Revolution Increases Private Placement to $4,500,000 and Closes Financing

October 19th, 2011, Vancouver, BC, Canada, Revolution Resources Corp. TSX:RV ("Revolution" or the "Company") is pleased to announce it has increased and closed the non-brokered private placement announced October 3rd, 2011.  The Company increased the financing from $4 million to $4.5 million, and issued 9 million units at a price of $0.50.

Kinross Gold Corporation has subscribed for 6 million units of the offering for proceeds of $3 million, which represents approximately 9% of the Company's issued and outstanding shares on an undiluted basis.

Each unit is comprised of one common share and one-half of one common share purchase warrant of the Company, each whole warrant being exercisable for one additional common share of the Company for a period of four years at an exercise price of $0.75 per share.  The warrants will be subject to acceleration on written notice from the Company in the event the closing price of the common shares of the Company on the Toronto Stock Exchange is greater than $1.00 for 30 consecutive trading days.  Kinross Gold Corporation will retain a right in future financings of the Company to maintain its then percentage interest in common shares of the Company, for a period of five years.

The Company paid finder's fees of $60,000 in cash and 120,000 finder's warrants in connection with the financing.  Each finder's warrant is exercisable for one common share of the Company for a period of one year at an exercise price of $0.60 per share, subject to the same acceleration provisions described above.

Revolution intends to use the proceeds from the private placement to continue advancing the Champions Hills projects in North Carolina, and to begin exploration at the newly-optioned Mexican portfolio of properties.

About Revolution

Revolution Resources Corp. is a TSX-listed gold exploration company (TSX: RV) based in Vancouver, BC, Canada.  Well-funded and with no long-term debt, the Company's current exploration activities are focused on two flagship projects located in the Champion Hills district of North Carolina and the newly-optioned property portfolio of Lake Shore Gold in Mexico, previously owned by West Timmins Mining.

The Company has made multiple discoveries in the Champion Hills District in the Carolina Slate Belt of North Carolina, where drilling has encountered: 104.0 m of 1.27 g/t Au, including 40.0m of 2.33 g/t, 54.0m of 1.56 g/t Au, including 28.0m of 3.01 g/t Au, and 22.53m of 6.10 g/t Au and 258.65 g/t Ag (see Revolution news release dated June 22, 2011).  The Slate Belt hosts most of the area's past producing gold mines, most notably the Ridgeway Mine, and the Haile Mine currently awaiting permits to commence production.

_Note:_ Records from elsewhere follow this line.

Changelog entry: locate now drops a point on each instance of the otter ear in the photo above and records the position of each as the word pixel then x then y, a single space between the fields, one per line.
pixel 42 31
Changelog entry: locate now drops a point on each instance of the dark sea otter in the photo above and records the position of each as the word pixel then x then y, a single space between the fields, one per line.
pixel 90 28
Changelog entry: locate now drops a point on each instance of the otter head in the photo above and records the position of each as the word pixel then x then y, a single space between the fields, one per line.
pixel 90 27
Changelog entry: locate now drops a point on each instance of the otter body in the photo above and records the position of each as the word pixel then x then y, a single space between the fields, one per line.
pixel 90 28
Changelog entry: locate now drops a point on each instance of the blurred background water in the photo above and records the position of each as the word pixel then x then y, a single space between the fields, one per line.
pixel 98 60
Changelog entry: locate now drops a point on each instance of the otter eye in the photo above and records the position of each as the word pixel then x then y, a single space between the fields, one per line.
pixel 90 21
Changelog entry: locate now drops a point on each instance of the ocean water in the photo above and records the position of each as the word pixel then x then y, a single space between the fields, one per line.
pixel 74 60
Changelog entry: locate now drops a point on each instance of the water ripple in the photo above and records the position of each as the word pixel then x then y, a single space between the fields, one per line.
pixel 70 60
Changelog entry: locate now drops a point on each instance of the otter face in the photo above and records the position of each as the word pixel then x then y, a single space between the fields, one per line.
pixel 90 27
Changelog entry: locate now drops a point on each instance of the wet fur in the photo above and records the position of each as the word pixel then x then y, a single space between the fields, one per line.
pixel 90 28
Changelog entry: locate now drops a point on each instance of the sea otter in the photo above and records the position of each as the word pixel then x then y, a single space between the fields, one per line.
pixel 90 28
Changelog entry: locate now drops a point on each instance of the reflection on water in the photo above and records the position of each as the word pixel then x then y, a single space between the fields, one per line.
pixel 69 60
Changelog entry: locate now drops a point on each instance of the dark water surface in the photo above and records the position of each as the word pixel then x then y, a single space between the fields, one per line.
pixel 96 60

Revolution's newly-optioned Mexican property portfolio of Lake Shore Gold contains land totalling over 400,000 hectares.  The properties cover two distinct districts situated in regions which host current- and past-producing mines.  Companies currently operating in the regions include: Goldcorp: Penasquito and Camino Rojo and New Gold: Cerro San Pedro.

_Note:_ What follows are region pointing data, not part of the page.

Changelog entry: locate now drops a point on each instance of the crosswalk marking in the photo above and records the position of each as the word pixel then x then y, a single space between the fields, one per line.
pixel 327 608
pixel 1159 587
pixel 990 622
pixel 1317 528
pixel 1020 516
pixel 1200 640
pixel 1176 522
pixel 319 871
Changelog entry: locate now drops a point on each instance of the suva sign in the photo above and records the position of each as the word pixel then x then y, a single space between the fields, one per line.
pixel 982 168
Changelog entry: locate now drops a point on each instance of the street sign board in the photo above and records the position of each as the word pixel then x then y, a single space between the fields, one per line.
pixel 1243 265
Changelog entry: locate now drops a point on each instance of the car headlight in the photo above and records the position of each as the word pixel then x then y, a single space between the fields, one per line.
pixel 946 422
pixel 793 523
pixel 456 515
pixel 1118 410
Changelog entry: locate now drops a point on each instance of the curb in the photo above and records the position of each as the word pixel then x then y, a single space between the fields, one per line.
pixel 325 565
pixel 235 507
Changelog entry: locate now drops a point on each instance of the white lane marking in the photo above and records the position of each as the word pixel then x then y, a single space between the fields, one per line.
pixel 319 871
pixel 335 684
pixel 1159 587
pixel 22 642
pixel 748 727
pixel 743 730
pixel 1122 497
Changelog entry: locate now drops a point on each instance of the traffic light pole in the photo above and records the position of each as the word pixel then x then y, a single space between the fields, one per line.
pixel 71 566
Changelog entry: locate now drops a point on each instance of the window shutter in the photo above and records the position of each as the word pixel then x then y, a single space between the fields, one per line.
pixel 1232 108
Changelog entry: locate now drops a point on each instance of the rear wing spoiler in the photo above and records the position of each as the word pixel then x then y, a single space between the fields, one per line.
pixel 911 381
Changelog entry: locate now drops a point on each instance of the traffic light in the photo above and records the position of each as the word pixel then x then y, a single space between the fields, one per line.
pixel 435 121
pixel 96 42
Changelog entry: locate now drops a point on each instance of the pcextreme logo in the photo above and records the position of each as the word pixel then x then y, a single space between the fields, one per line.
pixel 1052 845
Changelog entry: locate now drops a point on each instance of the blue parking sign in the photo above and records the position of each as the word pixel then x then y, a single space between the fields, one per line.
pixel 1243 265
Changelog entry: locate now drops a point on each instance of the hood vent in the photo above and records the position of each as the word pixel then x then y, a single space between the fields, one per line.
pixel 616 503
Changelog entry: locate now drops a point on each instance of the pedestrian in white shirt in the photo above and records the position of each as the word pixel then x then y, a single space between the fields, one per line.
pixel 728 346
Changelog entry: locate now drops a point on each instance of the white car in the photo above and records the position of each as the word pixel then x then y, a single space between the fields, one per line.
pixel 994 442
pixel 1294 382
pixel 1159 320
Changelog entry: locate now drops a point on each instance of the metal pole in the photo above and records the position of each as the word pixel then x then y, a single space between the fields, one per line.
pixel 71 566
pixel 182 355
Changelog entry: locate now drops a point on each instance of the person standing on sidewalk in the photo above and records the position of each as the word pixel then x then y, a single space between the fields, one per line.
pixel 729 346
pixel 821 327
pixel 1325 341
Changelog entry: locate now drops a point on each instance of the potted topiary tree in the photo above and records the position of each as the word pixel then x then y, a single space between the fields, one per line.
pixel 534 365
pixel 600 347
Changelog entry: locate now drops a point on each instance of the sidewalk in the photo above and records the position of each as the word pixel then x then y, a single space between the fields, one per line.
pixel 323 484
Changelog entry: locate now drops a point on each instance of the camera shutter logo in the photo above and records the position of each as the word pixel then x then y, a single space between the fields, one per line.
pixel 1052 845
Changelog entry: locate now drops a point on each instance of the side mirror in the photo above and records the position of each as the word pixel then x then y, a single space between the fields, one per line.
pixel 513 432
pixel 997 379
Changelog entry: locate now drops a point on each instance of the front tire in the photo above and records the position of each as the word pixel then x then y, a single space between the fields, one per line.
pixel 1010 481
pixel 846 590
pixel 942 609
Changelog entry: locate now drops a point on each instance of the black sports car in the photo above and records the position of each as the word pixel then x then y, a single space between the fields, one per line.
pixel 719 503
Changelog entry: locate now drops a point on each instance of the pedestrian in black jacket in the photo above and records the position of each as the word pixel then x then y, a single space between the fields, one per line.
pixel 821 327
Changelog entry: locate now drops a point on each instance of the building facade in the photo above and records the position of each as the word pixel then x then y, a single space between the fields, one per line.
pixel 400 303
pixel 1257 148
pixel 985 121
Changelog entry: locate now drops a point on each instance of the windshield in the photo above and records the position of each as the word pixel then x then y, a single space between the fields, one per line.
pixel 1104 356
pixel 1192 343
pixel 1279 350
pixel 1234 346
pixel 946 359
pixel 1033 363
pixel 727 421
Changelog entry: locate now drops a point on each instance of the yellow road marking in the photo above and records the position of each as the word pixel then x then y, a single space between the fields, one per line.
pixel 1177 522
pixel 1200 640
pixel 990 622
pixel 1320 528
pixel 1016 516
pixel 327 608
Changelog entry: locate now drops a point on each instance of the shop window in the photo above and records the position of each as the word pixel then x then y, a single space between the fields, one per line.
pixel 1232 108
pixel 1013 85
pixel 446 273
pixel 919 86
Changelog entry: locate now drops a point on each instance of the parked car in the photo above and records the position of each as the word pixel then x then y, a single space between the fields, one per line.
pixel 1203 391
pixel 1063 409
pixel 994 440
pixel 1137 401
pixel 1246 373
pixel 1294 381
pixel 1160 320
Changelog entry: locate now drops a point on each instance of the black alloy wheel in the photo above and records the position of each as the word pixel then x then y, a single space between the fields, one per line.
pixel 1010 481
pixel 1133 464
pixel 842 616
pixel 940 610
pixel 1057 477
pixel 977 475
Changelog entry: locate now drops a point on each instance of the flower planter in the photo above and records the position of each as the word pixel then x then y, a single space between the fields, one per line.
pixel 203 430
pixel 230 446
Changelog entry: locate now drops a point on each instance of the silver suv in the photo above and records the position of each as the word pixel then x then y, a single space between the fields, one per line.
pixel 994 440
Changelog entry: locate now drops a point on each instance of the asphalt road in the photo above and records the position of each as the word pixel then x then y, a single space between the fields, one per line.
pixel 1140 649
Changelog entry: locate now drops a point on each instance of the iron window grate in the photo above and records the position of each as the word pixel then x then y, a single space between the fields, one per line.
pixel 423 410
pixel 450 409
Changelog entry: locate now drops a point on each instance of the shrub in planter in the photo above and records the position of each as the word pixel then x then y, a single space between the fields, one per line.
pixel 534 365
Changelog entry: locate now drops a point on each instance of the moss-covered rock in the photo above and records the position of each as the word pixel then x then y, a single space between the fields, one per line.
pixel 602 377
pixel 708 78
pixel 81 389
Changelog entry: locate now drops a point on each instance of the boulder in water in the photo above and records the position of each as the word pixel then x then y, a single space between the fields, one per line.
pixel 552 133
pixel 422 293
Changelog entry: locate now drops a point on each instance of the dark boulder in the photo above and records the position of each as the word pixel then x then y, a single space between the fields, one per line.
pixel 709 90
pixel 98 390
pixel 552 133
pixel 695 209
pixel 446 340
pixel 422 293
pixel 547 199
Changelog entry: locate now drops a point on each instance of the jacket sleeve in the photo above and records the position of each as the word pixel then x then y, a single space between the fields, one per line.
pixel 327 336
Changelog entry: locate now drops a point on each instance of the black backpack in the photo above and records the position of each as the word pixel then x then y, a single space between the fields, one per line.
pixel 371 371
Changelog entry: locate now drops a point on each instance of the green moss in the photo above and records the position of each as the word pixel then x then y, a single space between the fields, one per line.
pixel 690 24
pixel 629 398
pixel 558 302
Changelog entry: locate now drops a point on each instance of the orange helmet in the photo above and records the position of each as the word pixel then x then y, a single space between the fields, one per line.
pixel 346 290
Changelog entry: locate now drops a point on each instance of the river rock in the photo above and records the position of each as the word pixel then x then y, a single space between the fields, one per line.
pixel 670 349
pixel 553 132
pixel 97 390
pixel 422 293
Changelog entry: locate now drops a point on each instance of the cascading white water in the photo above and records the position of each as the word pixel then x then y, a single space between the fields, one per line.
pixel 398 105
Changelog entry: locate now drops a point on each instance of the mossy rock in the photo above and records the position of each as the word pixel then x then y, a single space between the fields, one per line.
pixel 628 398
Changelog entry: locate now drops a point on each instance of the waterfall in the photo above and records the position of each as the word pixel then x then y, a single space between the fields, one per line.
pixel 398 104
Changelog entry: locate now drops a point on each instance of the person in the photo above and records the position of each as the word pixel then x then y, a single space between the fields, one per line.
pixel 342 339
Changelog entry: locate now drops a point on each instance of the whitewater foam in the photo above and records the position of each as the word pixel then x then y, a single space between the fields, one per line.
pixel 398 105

of Revolution Resources Corp

"Aaron Keay"
President, CEO and Director

For more information please contact:

Dylan Berg
Manager, Investor Relations
604-681-5672 direct
604-616-1182 cell

Aaron Keay
President, CEO and Director
604-678-4024 direct
604-323-6911 cell

Forward-Looking Statements: Some statements in this news release contain forward-looking information or forward-looking statements for the purposes of applicable securities laws.  These statements include, among others, statements with respect to proposed exploration, development and production activities and their timing, potential mineralization and the anticipated acquisition of property interests.  These statements address future events and conditions and, as such, involve known and unknown risks, uncertainties and other factors, which may cause the actual results, performance or achievements to be materially different from any future results, performance or achievements expressed or implied by the statements.  Such factors include, among others, receipt of regulatory approvals, completion of anticipated transactions, the timing and success of future exploration, development and production activities, exploration and development risks, expenditure and financing requirements, title matters, third party consents, operating hazards, metal prices, political and economic factors, competitive factors, general economic conditions, relationships with vendors and strategic partners, governmental regulation and supervision, seasonality, technological change, industry practices and one-time events.  In making the forward-looking statements, the Company has applied several material assumptions including, but not limited to, the assumptions that: (1) the proposed exploration and development of mineral projects will proceed as planned; (2) market fundamentals will result in sustained metals and minerals prices and (3) any additional financing needed will be available on reasonable terms.  The Company expressly disclaims any intention or obligation to update or revise any forward-looking statements whether as a result of new information, future events or otherwise except as otherwise required by applicable securities legislation.